A 200-kg space vehicle passes through the origin of a newtonian reference frame Oxyz at time t = 0 with velocity v_{0} = (150 m/s)i relative to the frame. Following the detonation of explosive charges, the vehicle separates into three parts A, B, and C, each with a mass of 100 kg, 60 kg, and 40 kg, respectively. At t = 2.5 s, the positions of parts A and B are observed to be A(555, –180, 240) and B(255, 0, –120), where the coordinates are expressed in meters. Determine the position of part C at that time.

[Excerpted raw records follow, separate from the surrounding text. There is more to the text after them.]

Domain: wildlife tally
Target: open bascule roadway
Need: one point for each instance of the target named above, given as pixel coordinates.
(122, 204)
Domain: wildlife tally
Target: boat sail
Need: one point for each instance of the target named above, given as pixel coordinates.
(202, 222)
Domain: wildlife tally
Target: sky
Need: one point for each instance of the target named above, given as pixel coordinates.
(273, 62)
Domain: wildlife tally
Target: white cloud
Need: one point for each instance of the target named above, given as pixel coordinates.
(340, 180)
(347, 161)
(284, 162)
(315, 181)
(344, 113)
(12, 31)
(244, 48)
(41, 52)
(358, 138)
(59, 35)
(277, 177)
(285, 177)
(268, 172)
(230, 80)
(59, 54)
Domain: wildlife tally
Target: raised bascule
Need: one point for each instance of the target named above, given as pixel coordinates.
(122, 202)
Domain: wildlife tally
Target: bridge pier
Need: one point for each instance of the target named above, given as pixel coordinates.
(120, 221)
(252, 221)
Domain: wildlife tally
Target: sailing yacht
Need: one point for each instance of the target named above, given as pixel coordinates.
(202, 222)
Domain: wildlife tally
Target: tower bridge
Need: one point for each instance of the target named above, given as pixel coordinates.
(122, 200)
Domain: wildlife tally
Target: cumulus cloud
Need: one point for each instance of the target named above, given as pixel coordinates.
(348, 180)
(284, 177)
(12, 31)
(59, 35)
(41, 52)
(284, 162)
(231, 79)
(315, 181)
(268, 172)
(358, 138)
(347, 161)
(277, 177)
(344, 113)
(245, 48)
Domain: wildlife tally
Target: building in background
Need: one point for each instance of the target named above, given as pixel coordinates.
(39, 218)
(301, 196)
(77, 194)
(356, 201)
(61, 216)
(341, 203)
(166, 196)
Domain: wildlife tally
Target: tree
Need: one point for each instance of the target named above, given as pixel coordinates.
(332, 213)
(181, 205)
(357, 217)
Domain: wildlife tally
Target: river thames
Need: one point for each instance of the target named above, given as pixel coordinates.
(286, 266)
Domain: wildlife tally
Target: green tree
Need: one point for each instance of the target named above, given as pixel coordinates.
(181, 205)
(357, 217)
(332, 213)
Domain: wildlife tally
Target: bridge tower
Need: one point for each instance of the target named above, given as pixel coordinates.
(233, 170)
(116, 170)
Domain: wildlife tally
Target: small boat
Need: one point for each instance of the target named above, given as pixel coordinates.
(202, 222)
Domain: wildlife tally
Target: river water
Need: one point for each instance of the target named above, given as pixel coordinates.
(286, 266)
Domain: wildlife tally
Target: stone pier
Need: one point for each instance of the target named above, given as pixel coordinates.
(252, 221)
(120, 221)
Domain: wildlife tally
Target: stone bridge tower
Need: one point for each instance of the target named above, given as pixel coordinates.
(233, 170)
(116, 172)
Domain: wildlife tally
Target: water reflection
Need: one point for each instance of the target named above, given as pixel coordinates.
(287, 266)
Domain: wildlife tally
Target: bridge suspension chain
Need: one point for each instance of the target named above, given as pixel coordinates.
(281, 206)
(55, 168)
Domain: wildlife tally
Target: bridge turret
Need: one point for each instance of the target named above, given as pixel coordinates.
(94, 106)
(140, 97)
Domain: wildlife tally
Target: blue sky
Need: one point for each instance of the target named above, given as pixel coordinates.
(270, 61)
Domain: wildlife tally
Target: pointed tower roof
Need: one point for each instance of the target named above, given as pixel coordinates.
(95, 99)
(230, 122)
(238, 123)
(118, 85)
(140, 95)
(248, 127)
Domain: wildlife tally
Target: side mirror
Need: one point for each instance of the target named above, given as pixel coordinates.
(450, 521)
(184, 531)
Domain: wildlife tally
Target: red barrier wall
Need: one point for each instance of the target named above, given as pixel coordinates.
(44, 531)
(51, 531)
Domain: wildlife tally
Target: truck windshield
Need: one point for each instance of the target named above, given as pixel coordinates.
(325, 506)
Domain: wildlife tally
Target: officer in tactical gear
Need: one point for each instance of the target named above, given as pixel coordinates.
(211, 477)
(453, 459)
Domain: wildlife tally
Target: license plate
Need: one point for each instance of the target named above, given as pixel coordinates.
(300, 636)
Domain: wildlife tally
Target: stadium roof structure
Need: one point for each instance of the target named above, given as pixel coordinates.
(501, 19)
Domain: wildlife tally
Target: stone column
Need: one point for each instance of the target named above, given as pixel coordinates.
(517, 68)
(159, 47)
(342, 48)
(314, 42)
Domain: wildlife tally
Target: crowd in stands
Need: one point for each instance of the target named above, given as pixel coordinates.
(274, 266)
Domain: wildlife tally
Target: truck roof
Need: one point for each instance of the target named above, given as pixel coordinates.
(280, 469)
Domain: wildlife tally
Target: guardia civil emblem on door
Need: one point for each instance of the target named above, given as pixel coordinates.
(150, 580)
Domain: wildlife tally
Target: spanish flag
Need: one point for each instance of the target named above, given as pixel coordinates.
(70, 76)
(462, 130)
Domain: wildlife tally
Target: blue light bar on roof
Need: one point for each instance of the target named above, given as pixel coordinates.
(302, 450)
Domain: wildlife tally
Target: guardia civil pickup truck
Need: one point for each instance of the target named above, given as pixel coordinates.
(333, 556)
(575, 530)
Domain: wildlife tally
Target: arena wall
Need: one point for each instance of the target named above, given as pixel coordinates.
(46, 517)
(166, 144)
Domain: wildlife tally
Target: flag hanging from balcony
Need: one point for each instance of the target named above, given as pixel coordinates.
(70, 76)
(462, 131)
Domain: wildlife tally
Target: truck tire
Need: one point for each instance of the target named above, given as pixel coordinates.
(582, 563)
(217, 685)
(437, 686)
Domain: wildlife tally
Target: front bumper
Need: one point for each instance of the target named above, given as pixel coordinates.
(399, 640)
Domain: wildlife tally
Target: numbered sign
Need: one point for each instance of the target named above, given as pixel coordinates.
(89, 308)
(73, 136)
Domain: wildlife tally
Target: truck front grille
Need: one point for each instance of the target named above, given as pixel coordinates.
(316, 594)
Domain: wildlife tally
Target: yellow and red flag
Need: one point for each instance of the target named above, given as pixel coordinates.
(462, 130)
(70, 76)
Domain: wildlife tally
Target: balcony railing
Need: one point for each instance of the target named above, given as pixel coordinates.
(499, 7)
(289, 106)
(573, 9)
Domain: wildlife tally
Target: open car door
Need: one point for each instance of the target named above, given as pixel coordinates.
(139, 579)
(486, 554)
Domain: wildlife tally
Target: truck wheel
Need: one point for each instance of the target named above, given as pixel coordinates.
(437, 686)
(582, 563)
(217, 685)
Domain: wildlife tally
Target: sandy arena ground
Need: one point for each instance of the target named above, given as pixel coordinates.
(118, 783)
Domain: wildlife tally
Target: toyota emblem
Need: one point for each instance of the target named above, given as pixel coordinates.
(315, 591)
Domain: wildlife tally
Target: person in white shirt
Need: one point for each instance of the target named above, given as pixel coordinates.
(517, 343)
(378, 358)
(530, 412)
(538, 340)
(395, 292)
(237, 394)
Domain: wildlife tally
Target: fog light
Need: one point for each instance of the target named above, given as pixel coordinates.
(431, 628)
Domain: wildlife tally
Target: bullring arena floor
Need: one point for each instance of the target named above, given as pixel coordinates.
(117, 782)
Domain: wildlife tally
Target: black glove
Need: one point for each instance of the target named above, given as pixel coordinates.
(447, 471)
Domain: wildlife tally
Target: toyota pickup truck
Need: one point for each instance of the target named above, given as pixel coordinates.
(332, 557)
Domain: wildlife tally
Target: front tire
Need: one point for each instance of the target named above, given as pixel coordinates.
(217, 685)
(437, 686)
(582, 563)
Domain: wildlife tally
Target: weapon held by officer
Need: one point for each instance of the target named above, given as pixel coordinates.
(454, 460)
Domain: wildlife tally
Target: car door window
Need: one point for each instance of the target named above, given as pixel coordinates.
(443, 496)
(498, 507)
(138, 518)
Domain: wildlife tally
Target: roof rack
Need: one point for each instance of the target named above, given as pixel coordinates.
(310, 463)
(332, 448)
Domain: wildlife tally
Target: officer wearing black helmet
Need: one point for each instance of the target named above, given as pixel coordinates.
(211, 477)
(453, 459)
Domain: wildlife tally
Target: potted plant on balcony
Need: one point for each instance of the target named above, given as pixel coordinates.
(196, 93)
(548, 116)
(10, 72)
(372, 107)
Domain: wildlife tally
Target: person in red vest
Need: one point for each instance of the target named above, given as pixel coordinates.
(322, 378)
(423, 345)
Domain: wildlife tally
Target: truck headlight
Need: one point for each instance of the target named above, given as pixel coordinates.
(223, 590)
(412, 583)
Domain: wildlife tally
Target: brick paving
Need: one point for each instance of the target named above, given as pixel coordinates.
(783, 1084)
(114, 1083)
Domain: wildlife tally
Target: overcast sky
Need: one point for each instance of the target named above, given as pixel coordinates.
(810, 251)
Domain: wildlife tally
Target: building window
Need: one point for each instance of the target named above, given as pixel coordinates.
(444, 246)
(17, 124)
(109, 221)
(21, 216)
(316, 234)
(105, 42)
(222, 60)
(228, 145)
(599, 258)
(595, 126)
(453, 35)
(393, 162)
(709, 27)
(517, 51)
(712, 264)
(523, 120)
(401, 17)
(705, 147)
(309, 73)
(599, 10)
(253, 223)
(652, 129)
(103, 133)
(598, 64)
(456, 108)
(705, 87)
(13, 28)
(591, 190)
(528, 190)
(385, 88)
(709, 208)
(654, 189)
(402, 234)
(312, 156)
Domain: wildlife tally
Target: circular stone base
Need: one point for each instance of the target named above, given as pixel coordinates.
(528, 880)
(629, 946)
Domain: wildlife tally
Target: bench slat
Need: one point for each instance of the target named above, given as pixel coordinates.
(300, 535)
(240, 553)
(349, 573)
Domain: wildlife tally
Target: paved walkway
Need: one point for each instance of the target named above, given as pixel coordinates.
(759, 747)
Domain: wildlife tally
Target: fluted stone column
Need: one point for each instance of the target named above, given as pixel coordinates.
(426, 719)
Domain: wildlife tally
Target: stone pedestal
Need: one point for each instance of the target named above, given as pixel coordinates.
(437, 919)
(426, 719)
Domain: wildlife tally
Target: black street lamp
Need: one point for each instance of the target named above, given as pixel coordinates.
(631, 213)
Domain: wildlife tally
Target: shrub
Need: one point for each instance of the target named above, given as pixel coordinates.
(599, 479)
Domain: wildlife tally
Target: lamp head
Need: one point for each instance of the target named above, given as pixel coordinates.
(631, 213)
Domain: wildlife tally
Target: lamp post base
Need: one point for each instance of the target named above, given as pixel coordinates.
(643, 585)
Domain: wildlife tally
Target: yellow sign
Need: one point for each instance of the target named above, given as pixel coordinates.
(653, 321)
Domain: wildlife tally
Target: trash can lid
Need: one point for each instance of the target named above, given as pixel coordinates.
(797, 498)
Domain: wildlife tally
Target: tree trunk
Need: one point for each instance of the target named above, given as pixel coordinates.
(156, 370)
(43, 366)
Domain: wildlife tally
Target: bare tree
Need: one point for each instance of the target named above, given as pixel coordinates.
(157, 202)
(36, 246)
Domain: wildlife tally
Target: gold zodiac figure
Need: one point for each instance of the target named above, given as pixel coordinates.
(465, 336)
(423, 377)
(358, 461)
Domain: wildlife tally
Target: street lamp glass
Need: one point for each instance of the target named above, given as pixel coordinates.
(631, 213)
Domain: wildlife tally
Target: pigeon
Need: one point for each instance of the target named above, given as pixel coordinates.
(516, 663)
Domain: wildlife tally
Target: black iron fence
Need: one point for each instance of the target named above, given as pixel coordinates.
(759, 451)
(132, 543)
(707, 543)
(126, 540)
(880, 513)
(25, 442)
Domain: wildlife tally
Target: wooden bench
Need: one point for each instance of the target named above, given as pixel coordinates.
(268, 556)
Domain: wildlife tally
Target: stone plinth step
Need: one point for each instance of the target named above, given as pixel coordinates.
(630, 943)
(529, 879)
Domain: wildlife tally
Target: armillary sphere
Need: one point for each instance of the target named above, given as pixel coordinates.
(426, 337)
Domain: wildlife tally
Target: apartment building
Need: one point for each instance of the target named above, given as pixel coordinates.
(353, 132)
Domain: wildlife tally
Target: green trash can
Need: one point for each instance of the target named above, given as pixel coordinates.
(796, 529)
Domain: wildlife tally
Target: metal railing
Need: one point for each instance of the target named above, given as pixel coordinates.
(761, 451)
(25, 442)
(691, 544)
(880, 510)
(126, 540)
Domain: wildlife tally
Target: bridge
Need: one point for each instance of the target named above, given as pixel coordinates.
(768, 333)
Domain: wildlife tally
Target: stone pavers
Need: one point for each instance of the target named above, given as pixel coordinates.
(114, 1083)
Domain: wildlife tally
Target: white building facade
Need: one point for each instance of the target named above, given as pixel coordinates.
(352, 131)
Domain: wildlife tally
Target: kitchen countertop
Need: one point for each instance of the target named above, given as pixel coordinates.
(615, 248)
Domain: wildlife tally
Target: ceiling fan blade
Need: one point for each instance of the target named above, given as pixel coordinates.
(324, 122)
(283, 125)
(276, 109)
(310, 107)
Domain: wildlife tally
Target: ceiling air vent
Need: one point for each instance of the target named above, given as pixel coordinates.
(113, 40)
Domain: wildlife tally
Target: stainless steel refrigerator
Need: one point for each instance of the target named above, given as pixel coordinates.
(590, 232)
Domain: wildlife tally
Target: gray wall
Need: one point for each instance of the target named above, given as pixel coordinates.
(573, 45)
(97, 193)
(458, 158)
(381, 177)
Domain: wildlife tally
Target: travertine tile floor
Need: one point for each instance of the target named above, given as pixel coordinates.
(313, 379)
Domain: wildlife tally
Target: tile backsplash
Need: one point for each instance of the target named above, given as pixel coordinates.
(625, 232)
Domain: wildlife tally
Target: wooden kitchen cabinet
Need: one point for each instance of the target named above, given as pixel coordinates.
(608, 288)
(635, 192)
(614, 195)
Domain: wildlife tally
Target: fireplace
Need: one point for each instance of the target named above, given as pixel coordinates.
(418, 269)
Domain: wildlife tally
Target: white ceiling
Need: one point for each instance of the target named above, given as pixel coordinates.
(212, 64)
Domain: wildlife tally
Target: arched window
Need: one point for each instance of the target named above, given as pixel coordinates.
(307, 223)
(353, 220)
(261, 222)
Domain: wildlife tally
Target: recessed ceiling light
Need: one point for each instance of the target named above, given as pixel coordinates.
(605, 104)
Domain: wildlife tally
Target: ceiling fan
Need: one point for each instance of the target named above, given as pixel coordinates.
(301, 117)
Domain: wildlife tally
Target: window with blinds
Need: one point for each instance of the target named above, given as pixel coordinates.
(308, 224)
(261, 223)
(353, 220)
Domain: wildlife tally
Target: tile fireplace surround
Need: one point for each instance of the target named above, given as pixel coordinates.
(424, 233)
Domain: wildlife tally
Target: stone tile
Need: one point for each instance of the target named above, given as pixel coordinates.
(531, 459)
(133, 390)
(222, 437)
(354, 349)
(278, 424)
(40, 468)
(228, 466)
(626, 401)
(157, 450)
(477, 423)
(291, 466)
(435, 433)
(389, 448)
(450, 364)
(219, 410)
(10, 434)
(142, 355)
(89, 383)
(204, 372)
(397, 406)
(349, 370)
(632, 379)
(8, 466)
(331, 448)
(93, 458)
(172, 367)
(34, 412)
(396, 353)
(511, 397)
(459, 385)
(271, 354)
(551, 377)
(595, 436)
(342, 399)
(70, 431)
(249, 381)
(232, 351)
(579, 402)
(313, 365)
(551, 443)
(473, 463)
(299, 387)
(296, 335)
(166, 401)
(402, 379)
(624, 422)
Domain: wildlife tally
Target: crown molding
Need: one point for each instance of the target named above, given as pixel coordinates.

STRATEGY: There are no external forces, so the linear momentum of the system is conserved. Use kinematics to relate the motion of the center of mass of the spacecraft and the rectangular coordinates of its position.
MODELING and ANALYSIS: The system is the space vehicle. After the explosion, the system is composed of all three parts: A, B, and C. The mass center G of the system moves with the constant velocity v_{0} = (150 m/s)i. At t = 2.5 s, its position is
{\bar{\mathbf{r}}}=\mathbf{v}_{0}t=(150\ \mathrm{m}/\mathrm{s}){{\mathbf{i}}}(2.5\ \mathrm{s})=(375\ \mathrm{m}){{\mathbf{i}}}
Recalling Eq. (14.12), you have
m \overline{ r }=\sum_{i=1}^n m_i r _i (14.12)
m\mathbf{\bar{r}}=m_{A}\mathbf{{r}}_{A}+m_{B}\mathbf{{r}}_{B}+m_{C}\mathbf{{r}}_{C}
( 200 kg)( 375 m )i = ( 100 kg)[( 555 m )i − ( 180 m )j + ( 240 m )k]+ ( 60 kg)[( 255 m )i − ( 120 m )k] + ( 40 kg)r_{C}
r_{C} = (105 m)i + (450 m)j – (420 m)k ◂
REFLECT and THINK: This kind of calculation can serve as a model for any situation involving fragmentation of a projectile with no external forces present.